This week, the U.S. Trade Representative (USTR) will make another decision regarding the 25% tariffs it imposed on certain European Union (E.U.) wines and goods last year. It might opt to maintain them, reduce them, levy a 100% tax on all E.U. wines or any combination thereof. The outcome will have major consequences for both U.S. small businesses and global economies.
The initial round of 25% tariffs were imposed in October 2019 and intended to punish the E.U. for its subsidies to Airbus, a France-based aerospace and defense corporation. They are already having unintended consequences on the domestic wine industry.
“The only thing the tariffs are hurting are American businesses,” says Harry Root, president of Grassroots Wine, a wine importer and one of the founders of the United States Wine Trade Alliance, formed to educate about and lobby against the tariffs.
Last November, the first full month the tariffs were in place, U.S. imports of EU wine decreased by 48%. Meanwhile, Chinese imports of those same wines during that same time period rose by 35%.
“You can see the direct transfer of the European-American wine trade going straight to our trade adversary and building a new commerce platform for them,” Root says.
Small and medium-sized, U.S.-based wine importers and distributors are among the businesses immediately affected.
“Many distributors keep their lights on through their European portfolios,” explains Erik Segelbaum, founder of Somlyay, a wine service and hospitality consulting company. “I know people who have been laid off. I know people who have laid people off. I know two businesses that have decided to close because, even with the 25% tariffs, they were facing bankruptcy.”
Washington, D.C.-based importer Kevin Rapp of Rapp Wine says there is a misconception that the tariffs will hurt the E.U. more than U.S. businesses.
“For a bottle of [imported] wine that’s $10 on the shelf, $8.50 of that is staying within the American economy,” Rapp says.
Rapp’s company solely imports Italian wines, which are not currently subject to the tariffs. If the USTR decides to levy additional tariffs this week, it will radically alter his business.
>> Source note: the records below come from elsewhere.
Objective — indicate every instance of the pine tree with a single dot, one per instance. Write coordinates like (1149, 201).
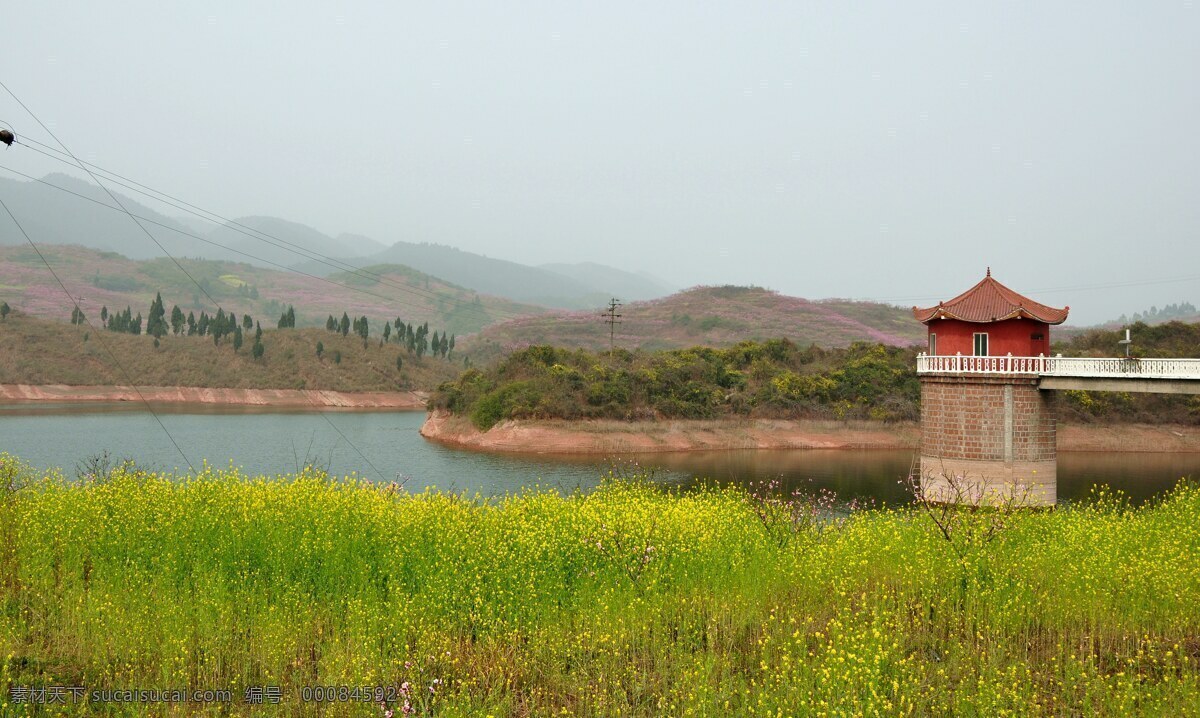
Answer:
(156, 322)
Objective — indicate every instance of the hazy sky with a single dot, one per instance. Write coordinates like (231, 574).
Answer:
(887, 150)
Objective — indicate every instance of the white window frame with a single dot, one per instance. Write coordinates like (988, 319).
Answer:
(976, 342)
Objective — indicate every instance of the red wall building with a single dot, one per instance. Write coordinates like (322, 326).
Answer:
(990, 319)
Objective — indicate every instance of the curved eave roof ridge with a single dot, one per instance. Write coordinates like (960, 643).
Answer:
(989, 300)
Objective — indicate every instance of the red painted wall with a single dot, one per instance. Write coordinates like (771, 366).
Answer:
(1011, 336)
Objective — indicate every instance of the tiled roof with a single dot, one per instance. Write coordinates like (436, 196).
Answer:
(991, 301)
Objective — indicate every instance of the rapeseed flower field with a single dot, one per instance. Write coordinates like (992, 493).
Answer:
(349, 598)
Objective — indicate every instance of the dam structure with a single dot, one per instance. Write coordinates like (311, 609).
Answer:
(988, 395)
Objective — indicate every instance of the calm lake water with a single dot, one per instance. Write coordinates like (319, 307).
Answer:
(387, 447)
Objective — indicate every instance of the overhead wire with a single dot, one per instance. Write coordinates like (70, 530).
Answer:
(111, 195)
(120, 366)
(253, 233)
(163, 426)
(216, 244)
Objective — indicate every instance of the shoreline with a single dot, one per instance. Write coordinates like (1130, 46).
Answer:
(606, 436)
(215, 396)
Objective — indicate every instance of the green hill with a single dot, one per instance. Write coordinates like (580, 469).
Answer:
(107, 279)
(708, 316)
(35, 351)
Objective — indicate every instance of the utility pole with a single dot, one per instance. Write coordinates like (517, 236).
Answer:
(612, 318)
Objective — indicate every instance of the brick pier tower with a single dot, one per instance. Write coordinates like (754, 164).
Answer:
(987, 431)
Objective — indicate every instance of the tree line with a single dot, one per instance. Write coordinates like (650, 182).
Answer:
(413, 337)
(157, 324)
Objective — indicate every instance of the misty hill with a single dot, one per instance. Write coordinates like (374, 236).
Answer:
(108, 279)
(708, 316)
(625, 286)
(81, 213)
(280, 243)
(70, 210)
(498, 277)
(1183, 311)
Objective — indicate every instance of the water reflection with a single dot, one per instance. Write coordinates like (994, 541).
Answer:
(387, 447)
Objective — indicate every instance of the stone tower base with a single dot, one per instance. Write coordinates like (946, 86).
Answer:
(988, 440)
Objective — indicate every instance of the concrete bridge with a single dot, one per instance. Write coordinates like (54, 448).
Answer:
(988, 423)
(1152, 376)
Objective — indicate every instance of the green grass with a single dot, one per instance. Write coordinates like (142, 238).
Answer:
(623, 602)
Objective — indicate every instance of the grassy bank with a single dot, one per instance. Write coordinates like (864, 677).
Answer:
(774, 378)
(624, 602)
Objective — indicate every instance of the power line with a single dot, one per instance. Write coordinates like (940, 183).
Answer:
(113, 197)
(480, 313)
(100, 339)
(361, 455)
(250, 232)
(612, 319)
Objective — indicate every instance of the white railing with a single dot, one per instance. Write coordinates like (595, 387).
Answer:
(1061, 366)
(960, 364)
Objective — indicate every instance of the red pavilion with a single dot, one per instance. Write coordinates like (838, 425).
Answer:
(990, 319)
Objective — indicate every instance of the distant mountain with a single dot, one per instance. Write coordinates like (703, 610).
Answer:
(76, 211)
(107, 279)
(616, 282)
(280, 243)
(708, 316)
(498, 277)
(82, 214)
(358, 245)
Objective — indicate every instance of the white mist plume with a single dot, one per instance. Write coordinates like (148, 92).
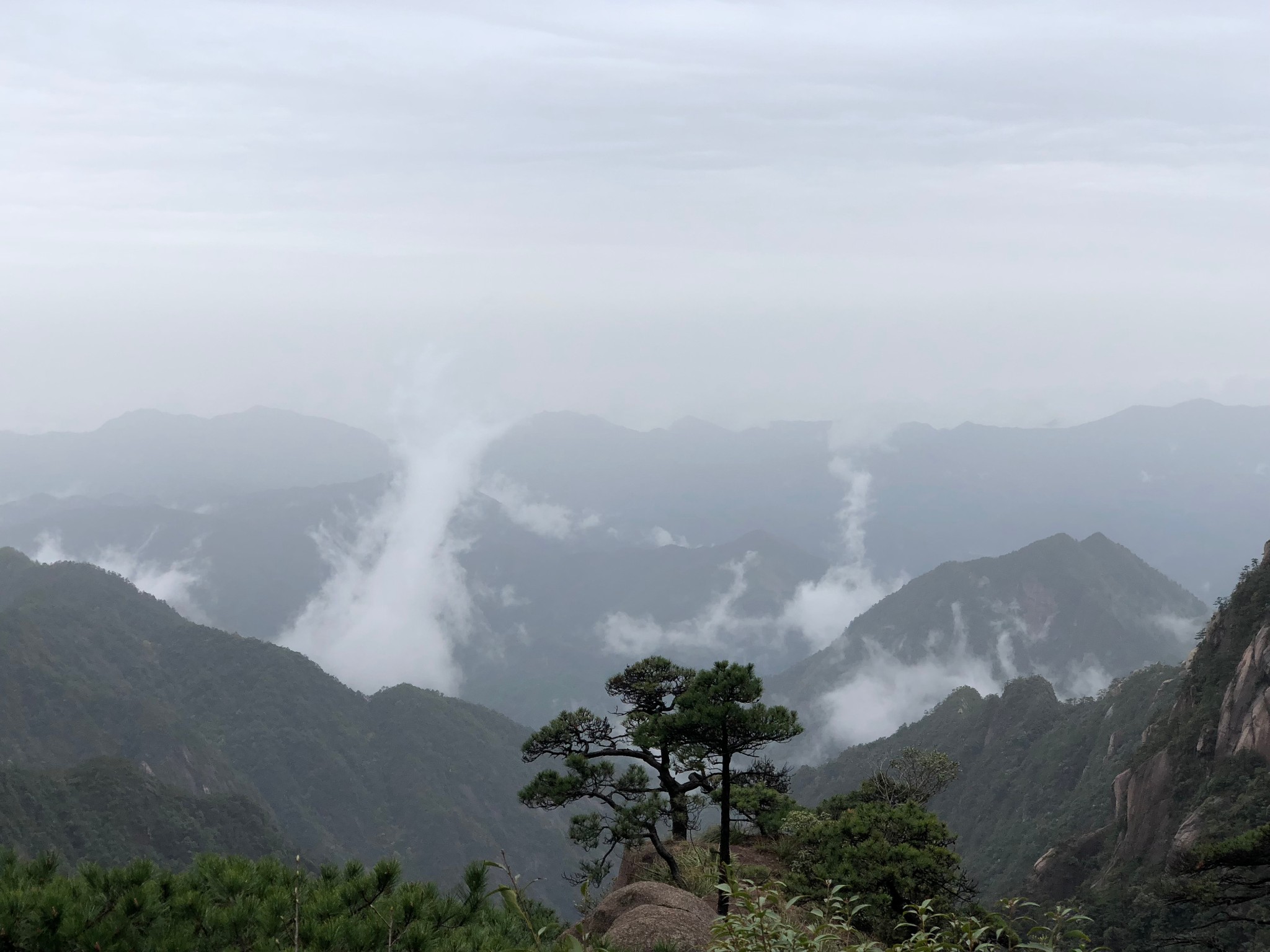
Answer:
(714, 626)
(172, 583)
(546, 519)
(397, 603)
(819, 611)
(886, 692)
(822, 610)
(1085, 679)
(662, 537)
(1179, 627)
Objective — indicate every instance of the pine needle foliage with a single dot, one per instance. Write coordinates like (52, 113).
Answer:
(224, 903)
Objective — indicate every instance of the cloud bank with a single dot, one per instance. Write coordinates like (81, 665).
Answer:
(818, 612)
(173, 583)
(546, 519)
(397, 603)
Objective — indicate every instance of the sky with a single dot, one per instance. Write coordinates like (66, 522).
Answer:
(1011, 213)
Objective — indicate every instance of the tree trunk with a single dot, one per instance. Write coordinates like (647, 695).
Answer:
(678, 815)
(677, 798)
(668, 857)
(724, 828)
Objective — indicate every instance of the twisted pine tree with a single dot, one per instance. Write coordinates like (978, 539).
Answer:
(648, 694)
(721, 715)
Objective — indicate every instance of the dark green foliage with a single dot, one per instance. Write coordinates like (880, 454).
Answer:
(888, 855)
(110, 810)
(1034, 771)
(633, 804)
(89, 668)
(224, 903)
(1093, 598)
(721, 715)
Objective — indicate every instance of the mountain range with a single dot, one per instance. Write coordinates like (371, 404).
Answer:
(239, 743)
(190, 460)
(1148, 805)
(1080, 614)
(586, 542)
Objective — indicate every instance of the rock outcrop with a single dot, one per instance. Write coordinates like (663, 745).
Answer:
(639, 917)
(1165, 806)
(1245, 723)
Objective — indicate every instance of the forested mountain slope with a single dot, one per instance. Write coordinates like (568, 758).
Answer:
(1184, 487)
(1034, 770)
(1188, 853)
(1077, 614)
(111, 811)
(89, 667)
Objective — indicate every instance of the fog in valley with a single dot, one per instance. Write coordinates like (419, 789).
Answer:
(600, 332)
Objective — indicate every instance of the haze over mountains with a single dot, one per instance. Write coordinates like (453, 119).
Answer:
(582, 545)
(238, 735)
(1080, 614)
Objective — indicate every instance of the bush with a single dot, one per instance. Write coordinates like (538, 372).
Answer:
(762, 922)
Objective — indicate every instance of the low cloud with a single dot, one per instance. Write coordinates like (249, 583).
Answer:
(662, 537)
(818, 612)
(546, 519)
(886, 694)
(1081, 679)
(173, 583)
(822, 610)
(714, 626)
(1179, 627)
(397, 602)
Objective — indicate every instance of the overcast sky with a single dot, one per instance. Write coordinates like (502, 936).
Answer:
(1005, 211)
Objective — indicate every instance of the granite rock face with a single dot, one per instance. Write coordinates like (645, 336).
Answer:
(639, 917)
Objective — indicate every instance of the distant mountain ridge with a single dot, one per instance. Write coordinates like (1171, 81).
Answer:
(1185, 487)
(1077, 612)
(92, 668)
(191, 460)
(1034, 770)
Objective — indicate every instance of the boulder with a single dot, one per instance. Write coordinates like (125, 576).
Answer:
(644, 928)
(642, 914)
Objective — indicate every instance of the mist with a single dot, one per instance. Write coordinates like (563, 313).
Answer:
(735, 211)
(174, 583)
(397, 602)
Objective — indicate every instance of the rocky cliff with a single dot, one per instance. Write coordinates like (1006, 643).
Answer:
(1197, 778)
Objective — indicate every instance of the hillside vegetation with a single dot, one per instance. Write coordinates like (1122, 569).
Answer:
(1034, 770)
(92, 668)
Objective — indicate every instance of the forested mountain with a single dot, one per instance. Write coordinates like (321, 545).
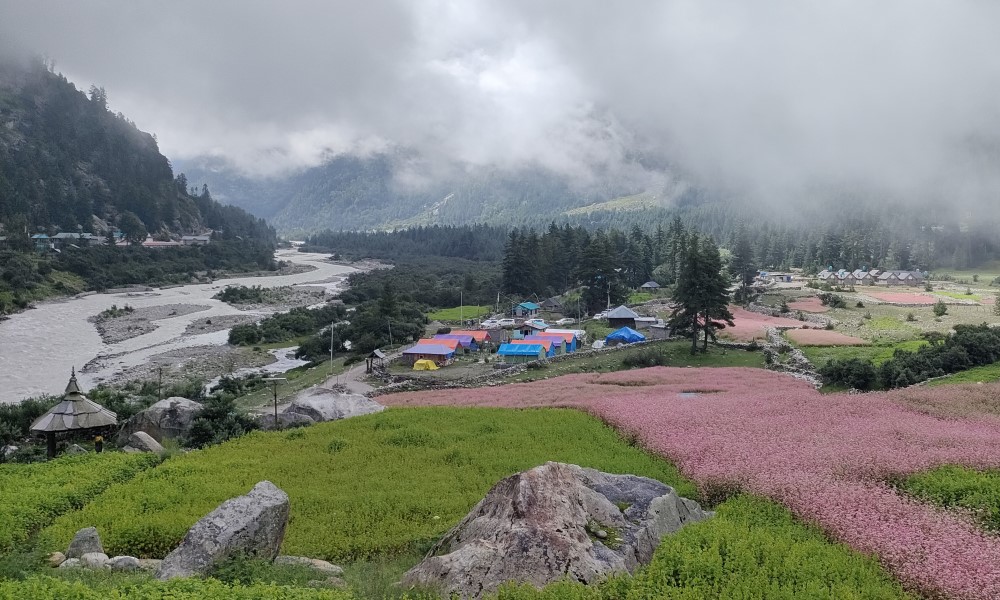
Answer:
(352, 193)
(69, 165)
(65, 158)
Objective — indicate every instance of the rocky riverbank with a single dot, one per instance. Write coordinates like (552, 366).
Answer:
(120, 324)
(195, 362)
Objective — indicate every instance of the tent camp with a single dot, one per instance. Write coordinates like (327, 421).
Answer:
(549, 345)
(625, 335)
(439, 354)
(518, 353)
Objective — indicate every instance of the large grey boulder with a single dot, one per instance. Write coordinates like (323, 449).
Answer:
(167, 419)
(321, 404)
(85, 541)
(140, 441)
(552, 522)
(252, 525)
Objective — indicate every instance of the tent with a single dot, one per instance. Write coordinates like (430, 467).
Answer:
(625, 335)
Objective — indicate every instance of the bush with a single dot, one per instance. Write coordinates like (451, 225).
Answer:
(32, 496)
(379, 490)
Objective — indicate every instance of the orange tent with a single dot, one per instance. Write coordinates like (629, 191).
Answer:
(547, 344)
(453, 344)
(477, 334)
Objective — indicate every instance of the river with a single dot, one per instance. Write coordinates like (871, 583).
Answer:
(38, 347)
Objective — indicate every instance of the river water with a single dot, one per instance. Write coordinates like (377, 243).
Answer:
(39, 347)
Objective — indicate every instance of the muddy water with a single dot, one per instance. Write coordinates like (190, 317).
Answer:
(38, 347)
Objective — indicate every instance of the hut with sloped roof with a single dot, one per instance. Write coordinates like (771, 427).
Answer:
(75, 413)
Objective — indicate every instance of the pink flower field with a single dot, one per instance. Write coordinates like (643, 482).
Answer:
(750, 325)
(826, 457)
(822, 337)
(903, 297)
(811, 304)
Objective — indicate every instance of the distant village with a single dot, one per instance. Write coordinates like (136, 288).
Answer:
(57, 242)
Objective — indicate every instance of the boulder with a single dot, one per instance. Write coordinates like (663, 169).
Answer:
(321, 404)
(123, 563)
(251, 525)
(140, 441)
(86, 540)
(285, 420)
(167, 419)
(94, 560)
(313, 563)
(542, 525)
(150, 564)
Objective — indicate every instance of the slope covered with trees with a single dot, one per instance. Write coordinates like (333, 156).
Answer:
(68, 164)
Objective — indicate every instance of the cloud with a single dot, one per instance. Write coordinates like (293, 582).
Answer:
(767, 99)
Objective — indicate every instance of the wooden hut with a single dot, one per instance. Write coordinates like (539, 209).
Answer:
(74, 413)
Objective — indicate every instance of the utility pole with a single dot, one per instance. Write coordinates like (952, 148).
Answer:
(274, 387)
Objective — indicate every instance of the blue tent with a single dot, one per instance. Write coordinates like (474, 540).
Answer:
(625, 335)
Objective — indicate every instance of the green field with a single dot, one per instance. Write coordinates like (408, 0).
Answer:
(376, 491)
(983, 374)
(33, 495)
(820, 355)
(960, 295)
(960, 487)
(460, 312)
(362, 488)
(678, 352)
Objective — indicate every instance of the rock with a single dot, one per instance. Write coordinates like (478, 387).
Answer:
(536, 527)
(314, 563)
(321, 404)
(285, 419)
(94, 560)
(86, 540)
(140, 441)
(149, 564)
(123, 563)
(167, 419)
(252, 525)
(329, 582)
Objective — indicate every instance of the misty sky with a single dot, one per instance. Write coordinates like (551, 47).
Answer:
(767, 97)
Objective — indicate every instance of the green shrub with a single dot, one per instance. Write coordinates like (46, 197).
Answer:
(32, 496)
(135, 587)
(397, 479)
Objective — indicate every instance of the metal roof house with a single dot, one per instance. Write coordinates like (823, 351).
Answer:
(622, 316)
(439, 353)
(74, 413)
(526, 309)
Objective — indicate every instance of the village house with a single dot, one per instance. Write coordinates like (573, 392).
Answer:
(893, 278)
(440, 354)
(526, 310)
(622, 316)
(195, 240)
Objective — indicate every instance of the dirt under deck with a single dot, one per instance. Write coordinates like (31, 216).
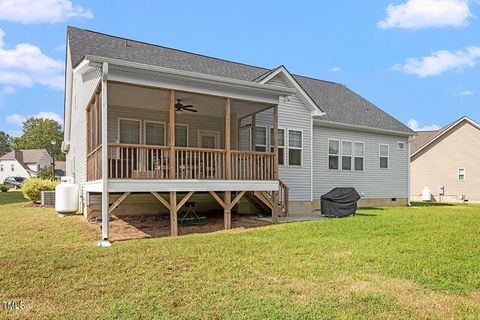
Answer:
(153, 226)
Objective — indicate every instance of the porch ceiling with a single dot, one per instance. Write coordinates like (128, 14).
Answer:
(125, 95)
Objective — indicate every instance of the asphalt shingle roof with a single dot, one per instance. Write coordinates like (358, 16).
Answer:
(338, 102)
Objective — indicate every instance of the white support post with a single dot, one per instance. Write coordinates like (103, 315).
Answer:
(105, 205)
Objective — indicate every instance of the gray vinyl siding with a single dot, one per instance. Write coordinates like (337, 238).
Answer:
(83, 89)
(293, 114)
(373, 182)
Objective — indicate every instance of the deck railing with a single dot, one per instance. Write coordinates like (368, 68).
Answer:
(132, 161)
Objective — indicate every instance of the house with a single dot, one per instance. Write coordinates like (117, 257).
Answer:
(148, 127)
(23, 163)
(446, 161)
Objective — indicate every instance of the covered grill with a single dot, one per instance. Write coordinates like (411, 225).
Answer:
(339, 202)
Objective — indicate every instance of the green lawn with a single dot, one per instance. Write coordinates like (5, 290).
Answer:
(388, 263)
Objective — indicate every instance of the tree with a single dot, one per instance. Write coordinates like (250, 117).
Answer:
(38, 134)
(5, 143)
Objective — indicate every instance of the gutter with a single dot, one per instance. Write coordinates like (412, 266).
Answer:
(362, 128)
(97, 61)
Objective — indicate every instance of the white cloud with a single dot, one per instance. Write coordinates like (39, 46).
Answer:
(6, 91)
(465, 93)
(413, 124)
(441, 61)
(417, 14)
(45, 11)
(26, 65)
(18, 119)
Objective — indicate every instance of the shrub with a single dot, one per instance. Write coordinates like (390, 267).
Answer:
(45, 173)
(33, 187)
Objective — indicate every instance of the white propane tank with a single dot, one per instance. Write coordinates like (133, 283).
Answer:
(66, 196)
(426, 194)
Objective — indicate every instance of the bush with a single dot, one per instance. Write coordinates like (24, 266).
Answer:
(33, 187)
(45, 173)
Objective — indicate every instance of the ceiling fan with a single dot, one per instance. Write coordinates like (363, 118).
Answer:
(180, 107)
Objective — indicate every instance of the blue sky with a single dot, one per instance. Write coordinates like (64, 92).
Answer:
(416, 59)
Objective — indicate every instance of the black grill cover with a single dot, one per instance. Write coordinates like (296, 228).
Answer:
(339, 202)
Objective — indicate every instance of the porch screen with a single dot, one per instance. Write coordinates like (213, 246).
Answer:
(155, 133)
(129, 131)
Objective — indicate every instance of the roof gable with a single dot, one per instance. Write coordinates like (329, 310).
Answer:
(424, 139)
(339, 104)
(294, 83)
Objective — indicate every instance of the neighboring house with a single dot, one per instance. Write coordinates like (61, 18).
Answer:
(446, 161)
(173, 121)
(23, 163)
“I can’t absorb a 25% tariff, let alone a 100%,” Rapp says. “Our competitive advantage as a small operation is that we’re able to operate off lower margins.”
Some have already seen impacts on French rosé orders.
“Typically right around now, we see rosé pre-sales,” says Denver-based retailer Dustin Chiappetta, owner of Pearl Wine Company. “There have been zero.”
Given the seasonality of these wines and the long lead required for imports, Chiappetta says time is running out for a course correction.
“We all know how long shipping takes. Even if this gets straightened out within the next month or in April, we’re going to miss rosé season. That is a huge impact on sales for us.” Chiappetta expects to lay off employees if tariffs increase.
Rapp meanwhile plans to pause all orders for 180 days if new tariffs are announced.
“I’ll have to find all new accounts and create a whole new business. It’s the only way that I can survive. I don’t know if I can survive really. I’m going to try my hardest,” he says.
Dayton, Ohio-based importer Nola Palomar owns JNJ International. She grows grapes and makes wine in Spain before importing the latter into the U.S. She says just the threat of the 100% tariffs has crippled her business.
“I can’t run the risk of importing a container of wine. I could end up with a $100,000 tariff in the port. I couldn’t afford to pay a tariff like that,” Palomar says.
One of her largest U.S. distributors is walking away due to discontinuity of product. The olive oil she imports is also subject to the tariffs.
“I’ve lost several months of income from the olive oil production,” says Palomar. “It’s not fair. It’s not right. I don’t deserve this. Other small businesses and medium-sized importers don’t deserve this.”
Importers and retailers are not the only ones affected, either. Segelbaum says any additional tariffs would dramatically impact the restaurant industry given its notoriously thin margins.
“If European wines double in cost, their profits evaporate. Restaurants are going to start closing,” he says.
Segelbaum says a common notion that American wineries might in some way benefit from the tariffs is fantasy.
“There’s no way that we can make up for those products in terms of price point, value and quantity needed. America doesn’t have the capacity to fill that void.”
He also notes that retaliatory tariffs on U.S. wines are expected. “Any way you slice this, it is rotten on the inside. It punishes American businesses.”
Unfortunately, due to long lead times in the supply chain for imported wines and overall confusion about what is currently subject to the tariffs and what might be in the future and when, consumer and even industry awareness remains exceedingly low.
“I’ve been contacted by people in the industry who have said, ‘The tariffs are over right?’” says Rapp. “No they are not.”
As a result of this confusion, Congress has been hearing little concern about the issue.
“I can’t even count how many times I’ve walked into a congressional office, and they said, ‘Yeah, we haven’t heard anything at home about this,’” Rapp says.
With a decision on additional tariffs expected February 14, time to express concern and limit the damage is quickly running out.
“It could be a bloody Valentine’s Day,” Palomar says.